Building a Full-Stack AI Medical Agent with LangChain and RAG


In this post, I'll walk you through the architecture and implementation of an AI-powered medical assistant I built using LangChain, FAISS vector store, and the Retrieval-Augmented Generation (RAG) pipeline.


What is RAG?


Retrieval-Augmented Generation (RAG) is a technique that combines the power of large language models with a knowledge retrieval system. Instead of relying solely on the model's training data, RAG retrieves relevant context from a custom knowledge base before generating a response.


Tech Stack


  • **Backend**: FastAPI + Python
  • **LLM**: OpenAI GPT-4
  • **Vector Store**: FAISS
  • **Embeddings**: OpenAI text-embedding-ada-002
  • **Orchestration**: LangChain
  • **Database**: PostgreSQL

  • Architecture Overview


    The system works in three stages:


    1. **Indexing**: Medical documents are chunked, embedded, and stored in a FAISS vector database.

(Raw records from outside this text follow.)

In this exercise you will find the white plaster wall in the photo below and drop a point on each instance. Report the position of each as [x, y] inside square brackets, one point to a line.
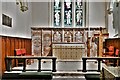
[40, 14]
[22, 21]
[96, 14]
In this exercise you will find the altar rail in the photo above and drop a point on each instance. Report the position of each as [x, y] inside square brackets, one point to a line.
[99, 59]
[68, 51]
[8, 61]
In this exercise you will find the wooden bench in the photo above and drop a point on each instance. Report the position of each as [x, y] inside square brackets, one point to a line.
[28, 75]
[21, 52]
[8, 61]
[99, 59]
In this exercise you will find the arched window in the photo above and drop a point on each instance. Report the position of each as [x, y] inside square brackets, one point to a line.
[68, 13]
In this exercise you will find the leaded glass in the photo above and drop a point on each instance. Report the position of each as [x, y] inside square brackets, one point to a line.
[57, 13]
[67, 13]
[79, 13]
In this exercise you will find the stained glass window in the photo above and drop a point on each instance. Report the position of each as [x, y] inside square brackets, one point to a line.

    2. **Retrieval**: On a user query, the top-k most semantically similar chunks are retrieved.

    3. **Generation**: The retrieved context and the query are fed into GPT-4 to generate an accurate, grounded response.


    Key Challenges


    The biggest challenge was ensuring the model stayed grounded in the retrieved context and didn't hallucinate medical information. I solved this by engineering precise system prompts that explicitly instructed the model to only use provided context.


    Conclusion


    Building this agent taught me a lot about RAG pipelines, vector similarity search, and responsible AI development for sensitive domains like healthcare.